Prostate biopsy is a more dependable screening method for prostate cancer. Tissue from prostate is excised and viewed under microscope for any abnormalities. Following the observation, cancer will be graded and higher the grade more severe is the cancer. Trans Rectal Ultrasound Guided biopsies (TRUS Biopsy) is discussed elsewhere, click here to find out more.
Staging and Grading
The tests performed are used to determine the stage of the prostate cancer. Biopsy specimens are analysed to find out how aggressive the cancer is.
The staging system describes how far the cancer has spread within and/or beyond the prostate capsule.
Stage 1/A: There are no symptoms and the tumour is confined within the prostate. It is usually found during the investigation of a different complaint.
Stage 2/B: Again the tumour is confined to the prostate and although symptoms may not be apparent, it can be felt during a DRE.
Stage 3/C: The tumour has spread just outside the prostate gland and may effect nearby tissue.
A common symptom is difficulty in urinating.
Stage 4/D: Also known as Metastatic cancer, the tumour has spread to other parts of the body. Bones and Lymph nodes are commonly afflicted and symptoms may include fatigue, weight loss, bone pain and difficulty urinating.
The Gleason Score indicates how aggressive the cancer is. The Gleason Score (or Sum) is something that the pathologist tells about the cancer in terms of its aggressiveness on the basis of careful inspection under the microscope.
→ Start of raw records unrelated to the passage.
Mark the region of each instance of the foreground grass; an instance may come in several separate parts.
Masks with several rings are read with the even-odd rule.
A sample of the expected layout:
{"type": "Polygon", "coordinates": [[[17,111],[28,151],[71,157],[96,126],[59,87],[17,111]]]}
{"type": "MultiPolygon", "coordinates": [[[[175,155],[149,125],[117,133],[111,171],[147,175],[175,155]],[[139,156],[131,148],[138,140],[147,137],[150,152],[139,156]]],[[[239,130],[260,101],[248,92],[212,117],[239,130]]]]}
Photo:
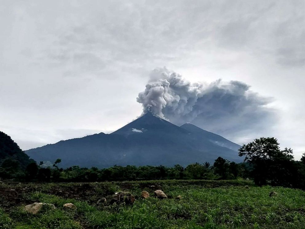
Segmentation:
{"type": "MultiPolygon", "coordinates": [[[[131,183],[129,190],[140,196],[141,184],[131,183]]],[[[168,199],[139,199],[129,206],[97,206],[42,191],[33,192],[25,198],[33,202],[54,204],[57,209],[37,215],[24,212],[22,206],[8,212],[0,211],[0,228],[305,228],[305,193],[301,190],[269,186],[211,188],[191,183],[165,183],[164,191],[168,199]],[[271,191],[278,194],[270,197],[271,191]],[[181,199],[175,198],[179,195],[181,199]],[[64,209],[62,205],[67,203],[75,204],[77,210],[64,209]]],[[[115,190],[120,188],[115,184],[109,188],[119,191],[115,190]]],[[[152,195],[152,189],[145,189],[152,195]]]]}

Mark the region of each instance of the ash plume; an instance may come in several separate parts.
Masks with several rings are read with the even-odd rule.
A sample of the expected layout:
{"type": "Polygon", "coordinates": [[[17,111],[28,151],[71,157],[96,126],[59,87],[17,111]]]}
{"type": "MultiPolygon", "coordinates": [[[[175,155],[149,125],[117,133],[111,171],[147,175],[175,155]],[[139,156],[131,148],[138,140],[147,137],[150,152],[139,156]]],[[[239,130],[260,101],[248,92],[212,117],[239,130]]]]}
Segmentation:
{"type": "Polygon", "coordinates": [[[262,134],[275,121],[274,111],[267,106],[272,100],[250,88],[242,82],[220,79],[191,83],[164,67],[152,71],[137,99],[144,113],[149,108],[176,125],[190,122],[234,138],[247,132],[262,134]]]}

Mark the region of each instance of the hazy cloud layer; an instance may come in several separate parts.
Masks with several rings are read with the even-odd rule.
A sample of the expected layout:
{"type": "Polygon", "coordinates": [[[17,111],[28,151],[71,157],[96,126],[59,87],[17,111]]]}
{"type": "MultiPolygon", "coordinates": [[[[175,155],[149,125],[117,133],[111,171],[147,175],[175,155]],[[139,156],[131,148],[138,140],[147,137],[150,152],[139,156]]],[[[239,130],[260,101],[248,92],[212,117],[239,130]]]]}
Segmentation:
{"type": "MultiPolygon", "coordinates": [[[[279,122],[268,121],[262,130],[253,124],[249,133],[236,125],[250,125],[248,119],[235,112],[236,119],[224,127],[239,134],[226,132],[220,122],[214,123],[215,131],[240,144],[274,136],[299,156],[305,151],[304,11],[303,0],[2,1],[1,130],[24,149],[83,134],[73,130],[114,131],[141,113],[135,98],[150,71],[166,66],[191,86],[206,82],[202,90],[209,88],[213,98],[233,89],[249,94],[231,81],[251,85],[261,95],[254,106],[260,108],[259,123],[271,117],[266,106],[277,110],[279,122]],[[274,102],[259,103],[270,97],[274,102]]],[[[213,111],[212,100],[200,98],[198,110],[204,103],[206,112],[220,110],[217,99],[213,111]]],[[[249,99],[254,102],[248,98],[236,106],[249,99]]],[[[179,113],[188,106],[177,108],[179,118],[172,119],[188,119],[179,113]]],[[[210,128],[200,115],[192,122],[210,128]]],[[[227,120],[219,115],[220,122],[227,120]]]]}
{"type": "Polygon", "coordinates": [[[263,133],[275,123],[270,98],[260,96],[240,81],[219,79],[191,83],[166,68],[155,69],[137,101],[178,125],[191,122],[220,134],[263,133]]]}

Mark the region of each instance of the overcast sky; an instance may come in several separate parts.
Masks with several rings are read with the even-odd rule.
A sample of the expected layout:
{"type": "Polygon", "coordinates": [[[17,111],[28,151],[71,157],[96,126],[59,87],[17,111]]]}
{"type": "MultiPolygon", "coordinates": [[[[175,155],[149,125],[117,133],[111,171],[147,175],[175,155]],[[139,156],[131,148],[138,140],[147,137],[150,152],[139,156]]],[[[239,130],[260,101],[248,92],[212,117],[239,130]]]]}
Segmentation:
{"type": "Polygon", "coordinates": [[[274,136],[296,159],[305,152],[303,1],[1,3],[0,130],[22,149],[126,124],[165,66],[190,83],[238,81],[268,98],[264,128],[254,119],[248,131],[224,123],[216,133],[240,144],[274,136]]]}

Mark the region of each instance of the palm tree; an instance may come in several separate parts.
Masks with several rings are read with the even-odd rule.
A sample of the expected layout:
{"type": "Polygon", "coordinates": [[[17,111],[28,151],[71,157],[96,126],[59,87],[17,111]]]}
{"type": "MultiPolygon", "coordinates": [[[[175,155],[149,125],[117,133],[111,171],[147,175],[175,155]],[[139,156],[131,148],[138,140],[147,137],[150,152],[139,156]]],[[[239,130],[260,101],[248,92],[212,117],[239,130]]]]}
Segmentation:
{"type": "Polygon", "coordinates": [[[204,163],[203,166],[205,168],[208,169],[210,167],[210,166],[211,166],[211,163],[209,162],[208,162],[207,161],[206,161],[204,163]]]}

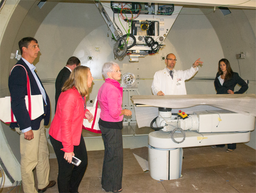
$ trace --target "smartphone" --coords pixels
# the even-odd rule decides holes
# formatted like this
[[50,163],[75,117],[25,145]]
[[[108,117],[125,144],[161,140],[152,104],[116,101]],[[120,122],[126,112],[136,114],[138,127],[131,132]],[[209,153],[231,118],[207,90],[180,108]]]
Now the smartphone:
[[72,161],[71,161],[71,163],[75,166],[78,166],[81,163],[81,161],[78,158],[73,156],[72,156]]

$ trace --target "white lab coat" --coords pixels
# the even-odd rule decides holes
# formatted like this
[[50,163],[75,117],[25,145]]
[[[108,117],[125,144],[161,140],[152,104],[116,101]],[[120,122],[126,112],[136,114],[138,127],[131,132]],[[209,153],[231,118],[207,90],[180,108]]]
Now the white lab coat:
[[198,70],[191,67],[186,70],[172,70],[173,79],[172,78],[166,68],[157,72],[154,76],[154,80],[151,86],[154,95],[161,91],[165,95],[186,95],[185,81],[189,79]]

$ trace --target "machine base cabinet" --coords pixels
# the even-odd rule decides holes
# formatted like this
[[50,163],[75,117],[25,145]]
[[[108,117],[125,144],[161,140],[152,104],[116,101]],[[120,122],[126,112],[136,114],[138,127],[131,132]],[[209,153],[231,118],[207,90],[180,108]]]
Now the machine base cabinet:
[[181,176],[182,148],[156,148],[148,145],[148,169],[155,180],[172,180]]

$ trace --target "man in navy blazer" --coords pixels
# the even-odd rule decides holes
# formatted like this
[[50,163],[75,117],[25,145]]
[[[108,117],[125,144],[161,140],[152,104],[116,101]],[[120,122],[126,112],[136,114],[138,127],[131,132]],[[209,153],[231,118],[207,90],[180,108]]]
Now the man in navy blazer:
[[15,66],[9,77],[8,84],[12,109],[17,123],[12,123],[10,127],[15,128],[20,134],[20,169],[24,192],[38,192],[35,187],[32,171],[35,167],[38,192],[44,192],[56,183],[54,181],[49,181],[49,152],[44,127],[50,120],[50,101],[32,64],[40,51],[37,40],[31,37],[24,37],[19,42],[19,47],[22,58],[16,65],[23,66],[28,72],[31,95],[42,95],[44,113],[34,120],[31,120],[25,101],[25,95],[27,95],[26,71],[22,66]]
[[66,66],[60,71],[55,81],[55,112],[57,107],[57,103],[60,95],[61,93],[61,88],[64,83],[69,78],[72,71],[76,66],[80,66],[81,62],[79,59],[75,56],[70,58],[67,62]]

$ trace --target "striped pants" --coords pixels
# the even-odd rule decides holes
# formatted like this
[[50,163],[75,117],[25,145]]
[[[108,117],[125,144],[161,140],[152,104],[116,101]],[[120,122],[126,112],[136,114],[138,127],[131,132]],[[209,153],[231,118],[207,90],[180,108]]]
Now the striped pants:
[[122,189],[123,147],[122,130],[110,129],[99,125],[104,143],[105,152],[102,184],[107,191]]

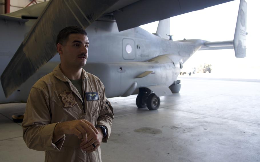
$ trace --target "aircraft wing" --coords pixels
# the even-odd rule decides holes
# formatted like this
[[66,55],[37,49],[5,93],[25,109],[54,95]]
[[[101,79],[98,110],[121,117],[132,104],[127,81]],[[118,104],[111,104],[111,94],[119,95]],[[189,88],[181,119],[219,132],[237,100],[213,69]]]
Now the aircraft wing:
[[233,0],[142,0],[117,8],[126,1],[121,0],[109,9],[114,10],[120,31]]
[[66,26],[85,28],[103,14],[112,13],[121,31],[232,0],[64,0],[61,3],[51,0],[38,5],[36,12],[32,11],[32,6],[5,14],[17,18],[38,17],[1,76],[5,96],[57,53],[57,35]]
[[117,1],[50,1],[1,76],[5,96],[57,53],[55,42],[60,31],[73,25],[86,28]]

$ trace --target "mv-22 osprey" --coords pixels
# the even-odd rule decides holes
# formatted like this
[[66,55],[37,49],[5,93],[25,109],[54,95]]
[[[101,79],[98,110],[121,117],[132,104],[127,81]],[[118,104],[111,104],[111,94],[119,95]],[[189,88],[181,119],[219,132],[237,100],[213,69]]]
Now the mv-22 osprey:
[[[58,32],[77,25],[86,29],[90,41],[83,68],[99,78],[107,97],[138,94],[138,108],[156,110],[160,96],[179,92],[177,77],[183,64],[197,50],[234,48],[236,57],[245,56],[244,0],[240,1],[233,40],[173,41],[167,36],[167,18],[230,1],[51,0],[0,15],[0,32],[5,41],[1,39],[1,53],[11,56],[12,50],[18,48],[9,62],[6,57],[0,61],[4,63],[0,72],[6,67],[1,76],[3,92],[10,96],[4,98],[2,93],[0,101],[26,101],[34,83],[59,63],[58,55],[53,57]],[[159,20],[163,20],[156,33],[136,27]],[[12,45],[7,44],[8,40]]]

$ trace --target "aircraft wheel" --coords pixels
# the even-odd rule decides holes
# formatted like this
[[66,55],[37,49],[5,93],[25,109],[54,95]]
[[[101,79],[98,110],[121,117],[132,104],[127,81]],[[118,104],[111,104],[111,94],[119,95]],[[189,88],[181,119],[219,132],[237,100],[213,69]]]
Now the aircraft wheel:
[[148,96],[146,101],[147,108],[150,110],[157,110],[160,106],[160,98],[155,94],[152,93]]
[[146,107],[146,100],[147,96],[144,93],[139,93],[137,95],[135,103],[139,108],[143,108]]
[[172,85],[169,87],[169,88],[172,93],[179,93],[181,90],[181,84],[177,84],[175,85]]

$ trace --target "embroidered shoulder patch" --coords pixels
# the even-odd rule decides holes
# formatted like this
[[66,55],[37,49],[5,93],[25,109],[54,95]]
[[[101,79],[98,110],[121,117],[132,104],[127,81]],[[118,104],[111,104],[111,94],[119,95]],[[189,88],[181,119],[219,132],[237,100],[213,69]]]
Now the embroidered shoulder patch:
[[61,101],[65,108],[71,108],[77,103],[72,91],[64,91],[60,94],[60,96],[61,97]]
[[96,92],[86,92],[86,96],[87,96],[87,101],[95,101],[99,100],[98,94]]

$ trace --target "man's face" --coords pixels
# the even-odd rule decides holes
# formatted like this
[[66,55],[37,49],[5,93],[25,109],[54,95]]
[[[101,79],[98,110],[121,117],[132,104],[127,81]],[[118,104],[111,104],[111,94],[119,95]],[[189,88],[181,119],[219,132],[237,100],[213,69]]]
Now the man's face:
[[70,34],[60,53],[61,64],[71,68],[80,68],[86,64],[88,54],[89,40],[84,34]]

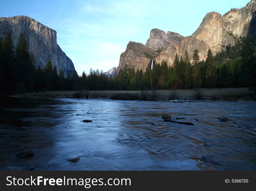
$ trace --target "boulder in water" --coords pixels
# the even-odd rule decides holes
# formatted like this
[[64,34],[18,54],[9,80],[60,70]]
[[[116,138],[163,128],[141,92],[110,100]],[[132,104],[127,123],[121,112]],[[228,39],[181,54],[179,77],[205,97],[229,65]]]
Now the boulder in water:
[[35,154],[31,151],[25,151],[17,154],[15,156],[19,158],[31,158]]
[[218,119],[219,120],[223,122],[226,122],[230,120],[227,117],[218,117]]
[[18,167],[12,167],[8,166],[2,168],[1,170],[6,170],[15,171],[16,170],[21,170],[21,169]]
[[72,162],[77,163],[80,160],[80,158],[79,157],[76,157],[72,159],[69,160],[69,161],[71,161]]
[[167,114],[165,114],[165,115],[162,115],[162,118],[163,118],[163,119],[172,119],[172,118],[171,116]]
[[186,119],[185,117],[176,117],[176,119]]

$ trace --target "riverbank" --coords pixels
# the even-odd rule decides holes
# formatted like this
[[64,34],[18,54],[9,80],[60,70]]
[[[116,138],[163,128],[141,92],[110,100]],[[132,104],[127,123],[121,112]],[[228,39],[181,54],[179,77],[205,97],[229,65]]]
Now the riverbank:
[[156,101],[176,99],[198,99],[236,101],[240,100],[254,101],[253,96],[247,88],[201,89],[176,90],[147,90],[143,92],[142,99],[140,91],[48,91],[15,95],[12,97],[28,98],[88,98],[123,100]]

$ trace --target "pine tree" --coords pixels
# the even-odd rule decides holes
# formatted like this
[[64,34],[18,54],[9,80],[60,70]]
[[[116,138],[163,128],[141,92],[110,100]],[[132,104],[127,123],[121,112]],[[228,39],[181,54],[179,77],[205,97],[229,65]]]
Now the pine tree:
[[256,51],[250,37],[242,39],[241,69],[244,85],[256,92]]
[[191,83],[191,64],[189,53],[186,49],[185,50],[183,60],[185,66],[185,83],[186,90],[187,90],[190,86]]
[[61,66],[60,70],[60,76],[59,80],[59,90],[64,90],[65,80],[64,79],[64,70],[63,67]]
[[183,87],[184,81],[186,77],[186,71],[185,69],[186,68],[186,66],[183,60],[183,58],[182,56],[180,57],[179,62],[179,83],[180,89],[182,89]]
[[207,57],[205,59],[206,83],[209,88],[213,86],[214,76],[213,56],[210,49],[208,50]]
[[174,57],[174,60],[173,61],[173,67],[174,68],[174,88],[175,89],[178,88],[178,73],[179,71],[179,57],[178,56],[178,55],[176,53],[175,54],[175,56]]
[[20,92],[26,90],[32,90],[34,86],[35,67],[33,65],[27,41],[22,32],[19,37],[16,53],[14,74],[17,81],[16,90]]
[[200,59],[198,53],[198,50],[196,49],[194,51],[193,54],[193,60],[192,62],[192,65],[193,67],[193,75],[194,88],[200,88]]
[[165,84],[167,83],[167,74],[168,74],[168,65],[167,62],[163,60],[161,63],[161,83],[162,89],[164,89]]
[[57,72],[57,67],[55,65],[53,66],[53,85],[55,90],[56,90],[58,89],[58,86],[59,84],[59,75]]
[[51,84],[53,79],[52,65],[51,65],[51,61],[50,60],[48,61],[45,67],[44,73],[45,76],[46,90],[50,90],[52,88]]
[[15,83],[14,73],[14,47],[10,33],[8,32],[2,42],[1,64],[3,71],[1,91],[9,94],[13,91]]

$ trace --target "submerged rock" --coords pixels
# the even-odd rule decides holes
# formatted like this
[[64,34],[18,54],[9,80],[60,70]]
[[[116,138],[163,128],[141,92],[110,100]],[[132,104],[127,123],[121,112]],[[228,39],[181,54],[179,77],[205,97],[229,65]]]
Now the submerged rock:
[[80,158],[79,157],[76,157],[74,158],[69,160],[69,161],[71,161],[72,162],[77,163],[80,160]]
[[230,120],[230,119],[228,119],[227,117],[218,117],[218,119],[223,122],[226,122]]
[[16,155],[15,157],[19,158],[31,158],[34,155],[31,151],[25,151]]
[[172,118],[171,116],[167,114],[162,115],[162,118],[163,118],[163,119],[172,119]]
[[31,171],[31,170],[33,170],[34,169],[35,169],[35,167],[32,167],[31,168],[29,168],[27,169],[27,170],[28,170],[28,171]]
[[92,122],[92,120],[90,120],[90,119],[84,119],[83,120],[83,122],[84,123],[86,123],[87,122]]
[[12,167],[10,166],[9,166],[7,167],[5,167],[1,169],[1,170],[6,170],[6,171],[16,171],[16,170],[21,170],[21,169],[19,167]]
[[176,117],[176,119],[186,119],[185,117]]

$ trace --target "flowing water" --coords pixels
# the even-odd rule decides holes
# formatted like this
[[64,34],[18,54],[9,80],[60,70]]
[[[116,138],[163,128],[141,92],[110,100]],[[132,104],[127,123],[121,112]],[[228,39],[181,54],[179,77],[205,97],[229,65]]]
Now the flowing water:
[[[1,103],[0,168],[256,170],[255,103],[10,98]],[[164,122],[165,114],[194,125]],[[93,121],[82,122],[86,119]],[[35,155],[15,157],[28,149]],[[77,157],[77,163],[68,161]]]

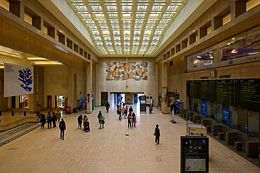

The Gleason Score is actually made up of 2 numbers known as Gleason Grades. When a pathologist looks at the prostate cancer under the microscope, a number grade from 1 to 5 is assigned to the areas most representative of the cancer present (the primary Gleason Grade). A second number grade from 1 to 5 is given to the second most representative area within the cancer (The secondary Gleason Grade). These two numbers are added together to give the Gleason Score, the maximum Gleason Score is 10 and the minimum Gleason score is 2. The higher the score, the more aggressive the tumour is likely to be and this will impact on the likely success of treatment.
Staging refers to tests done to determine if a cancer has spread. Typically in prostate cancer a CT scan of the abdomen and pelvis and a Bone scan are performed. Recently MRI scans are being utilised to look more closely at the local staging of the prostate cancer.
Your doctor may want to see if the cancer has metastasised and has affected your bones. A small amount of radioactive material is injected into your arm, which is then absorbed by your bones as they heal. Your arm will then be scanned an hour later to view the activity of the bone and ascertain whether the cancer has spread.
A CT scan is performed to determine if the lymph nodes in particular are enlarged that may represent spread of the prostate cancer. I takes about 30 mins to do.
MRI scans are becoming more important in the localised staging of prostate cancer. It can also be used to help in the management of patients undergoing active surveillance. It can take around 45 minutes to perform.